Un point sur la législation en France

La France s’est dotée, dès 1961, d’une loi relative à la lutte contre les pollutions atmosphériques et les odeurs. Peu contraignante, elle ne comportait pas de référence à la santé. Les odeurs sont considérées comme faisant partie des pollutions atmosphériques. L’article 1er de la loi du 2 août 1961 stipule en effet que « les établissements industriels, commerciaux, artisanaux ou agricoles devront être construits, exploités ou utilisés de manière notamment à éviter les pollutions de l’atmosphère et les odeurs qui incommodent la population. »

En 1992 est intervenue une refonte législative majeure. Afin d’assurer au droit de l’environnement un accès plus aisé et une cohérence, les législations d’époques et d’origine différentes ont été réunies dans le Code de l’Environnement. Celui-ci est découpé en six livres.

Trois d’entre eux concernent notamment les polluants atmosphériques :
- Au livre Ier : un renvoi au code des douanes est effectué en ce qui concerne la taxe générale sur les activités polluantes (TGAP [1]) qui a rendu caducs les nombreux textes fondant les diverses écotaxes (dont la taxe sur les rejets de polluants atmosphériques)
- Au livre II , le titre II « Air et atmosphère » procède principalement à la codification de la loi n°96-1236 sur l’air (Loi sur l’Air et l’Utilisation Rationnelle de (...))
- Au livre V, le titre I correspond aux dispositions de la loi n°76-663 du 19 juillet 1976 relative aux installations classées pour la protection de l’environnement qui constitue le cœur du dispositif légal de prévention des risques et des pollutions engendrées par les activités industrielles.

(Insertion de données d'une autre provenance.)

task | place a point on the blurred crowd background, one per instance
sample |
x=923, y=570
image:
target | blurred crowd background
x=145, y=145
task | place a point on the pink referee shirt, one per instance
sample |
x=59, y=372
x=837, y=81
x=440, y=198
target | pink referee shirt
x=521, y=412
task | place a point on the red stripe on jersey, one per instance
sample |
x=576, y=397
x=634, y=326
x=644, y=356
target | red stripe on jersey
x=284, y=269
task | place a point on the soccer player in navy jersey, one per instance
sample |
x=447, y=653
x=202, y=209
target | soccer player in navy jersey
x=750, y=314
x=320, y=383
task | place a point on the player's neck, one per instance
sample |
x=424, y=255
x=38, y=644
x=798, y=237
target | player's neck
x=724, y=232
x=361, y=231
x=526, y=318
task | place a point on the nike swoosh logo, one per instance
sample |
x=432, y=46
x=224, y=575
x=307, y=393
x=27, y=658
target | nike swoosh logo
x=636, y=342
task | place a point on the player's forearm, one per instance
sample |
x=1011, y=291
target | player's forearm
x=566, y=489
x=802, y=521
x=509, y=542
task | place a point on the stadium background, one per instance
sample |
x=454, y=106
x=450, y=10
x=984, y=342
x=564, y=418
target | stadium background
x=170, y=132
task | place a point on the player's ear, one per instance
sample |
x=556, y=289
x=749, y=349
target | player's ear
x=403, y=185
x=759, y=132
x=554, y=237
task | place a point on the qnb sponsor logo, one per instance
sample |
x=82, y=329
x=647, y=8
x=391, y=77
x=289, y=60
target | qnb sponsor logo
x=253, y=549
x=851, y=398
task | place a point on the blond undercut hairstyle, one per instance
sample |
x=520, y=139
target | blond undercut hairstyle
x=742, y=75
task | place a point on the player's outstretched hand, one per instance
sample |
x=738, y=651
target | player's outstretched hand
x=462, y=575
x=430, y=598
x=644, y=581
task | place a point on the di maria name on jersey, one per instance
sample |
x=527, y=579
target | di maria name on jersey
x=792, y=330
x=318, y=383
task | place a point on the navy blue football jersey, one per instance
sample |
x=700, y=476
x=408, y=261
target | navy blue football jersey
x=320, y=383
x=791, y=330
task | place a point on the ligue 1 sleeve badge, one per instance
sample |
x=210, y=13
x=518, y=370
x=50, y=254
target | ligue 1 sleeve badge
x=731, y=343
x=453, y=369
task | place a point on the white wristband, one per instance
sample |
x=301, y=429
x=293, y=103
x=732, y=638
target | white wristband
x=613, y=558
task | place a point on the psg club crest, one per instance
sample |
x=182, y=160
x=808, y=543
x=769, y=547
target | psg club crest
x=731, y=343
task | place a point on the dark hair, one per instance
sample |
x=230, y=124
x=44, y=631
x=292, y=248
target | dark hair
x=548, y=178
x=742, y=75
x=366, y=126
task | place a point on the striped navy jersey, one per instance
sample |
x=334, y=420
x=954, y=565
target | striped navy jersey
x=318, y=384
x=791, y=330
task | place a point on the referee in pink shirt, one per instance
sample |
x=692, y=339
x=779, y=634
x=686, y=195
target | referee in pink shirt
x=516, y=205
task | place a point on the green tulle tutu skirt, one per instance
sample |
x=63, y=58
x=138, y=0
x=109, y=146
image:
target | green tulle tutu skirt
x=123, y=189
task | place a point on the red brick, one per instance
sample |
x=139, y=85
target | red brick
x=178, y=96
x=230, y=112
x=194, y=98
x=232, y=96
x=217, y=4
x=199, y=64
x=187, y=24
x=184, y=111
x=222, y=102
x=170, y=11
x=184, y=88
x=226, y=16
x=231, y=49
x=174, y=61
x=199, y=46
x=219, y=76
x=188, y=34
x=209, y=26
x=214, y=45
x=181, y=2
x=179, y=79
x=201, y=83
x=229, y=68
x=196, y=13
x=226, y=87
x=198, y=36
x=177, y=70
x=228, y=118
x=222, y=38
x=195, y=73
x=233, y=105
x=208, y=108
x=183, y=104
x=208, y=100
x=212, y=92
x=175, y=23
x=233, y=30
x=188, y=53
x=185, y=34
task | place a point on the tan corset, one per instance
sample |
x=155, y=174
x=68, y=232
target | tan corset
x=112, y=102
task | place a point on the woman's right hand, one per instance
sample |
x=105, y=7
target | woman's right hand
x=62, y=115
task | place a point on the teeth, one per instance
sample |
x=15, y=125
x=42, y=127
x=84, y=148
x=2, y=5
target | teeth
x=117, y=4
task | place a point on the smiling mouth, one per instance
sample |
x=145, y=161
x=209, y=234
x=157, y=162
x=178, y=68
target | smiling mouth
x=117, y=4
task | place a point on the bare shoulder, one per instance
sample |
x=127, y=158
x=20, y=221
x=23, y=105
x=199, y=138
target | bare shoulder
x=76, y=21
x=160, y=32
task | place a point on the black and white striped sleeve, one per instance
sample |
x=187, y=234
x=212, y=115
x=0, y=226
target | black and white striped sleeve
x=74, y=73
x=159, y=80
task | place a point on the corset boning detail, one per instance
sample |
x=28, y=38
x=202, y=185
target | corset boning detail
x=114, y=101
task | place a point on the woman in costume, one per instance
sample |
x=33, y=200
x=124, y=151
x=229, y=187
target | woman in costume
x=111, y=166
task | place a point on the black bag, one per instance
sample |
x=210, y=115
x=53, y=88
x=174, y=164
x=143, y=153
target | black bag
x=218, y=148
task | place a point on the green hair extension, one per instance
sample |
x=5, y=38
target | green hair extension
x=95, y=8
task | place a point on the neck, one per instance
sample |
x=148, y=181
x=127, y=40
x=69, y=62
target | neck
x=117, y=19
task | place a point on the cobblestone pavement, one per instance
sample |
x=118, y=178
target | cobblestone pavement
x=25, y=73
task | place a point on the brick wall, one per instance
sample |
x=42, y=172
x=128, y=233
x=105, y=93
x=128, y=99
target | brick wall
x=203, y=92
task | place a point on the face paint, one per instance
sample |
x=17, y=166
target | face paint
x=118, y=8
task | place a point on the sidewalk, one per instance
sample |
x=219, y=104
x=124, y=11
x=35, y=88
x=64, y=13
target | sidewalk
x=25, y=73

La nécessité de renforcer la surveillance et la prévention de la pollution de l’air a conduit le parlement à voter la Loi sur l’air et l’utilisation rationnelle de l’Energie (LAURE) du 30 décembre 1996. Cette Loi a notamment institué le droit de respirer un air qui ne nuise pas à la santé, ainsi que le droit à l’information sur la qualité de l’air et ses effets. Elle fixe de nouveaux objectifs et de nouvelles obligations en matière de surveillance, et impose la mise oeuvre de divers outils de planification en vue de mieux lutter contre la pollution atmosphérique, comme le PRQA (Le Plan régional de qualité de l’air) et le PPA (Le Plan de protection de l’atmosphère).

Même si cette loi anticipait sur l’enjeu énergétique, en particulier en imposant les Plans de déplacement urbains (PDU), dans le but de diminuer la mobilité individuelle (déplacement en voiture personnelle) elle ne fait pas complètement le lien avec la nécessité de lutter contre le changement climatique. Dans les lois issues du processus Grenelle, un nouvel instrument a vu le jour : le Schéma régional de l’Air de l’Energie et du Climat, dont la vocation est justement de fixer des objectifs en matière de qualité de l’air (action sur les émissions de polluants) et d’émissions de gaz à effet de serre. Notons que les deux actions peuvent être synergiques, mais elles peuvent aussi être en contradiction [2].

Notes

[1] La taxe générale sur les activités polluantes, entrée en vigueur en 2000, s’appuie sur le principe « pollueur-payeur ».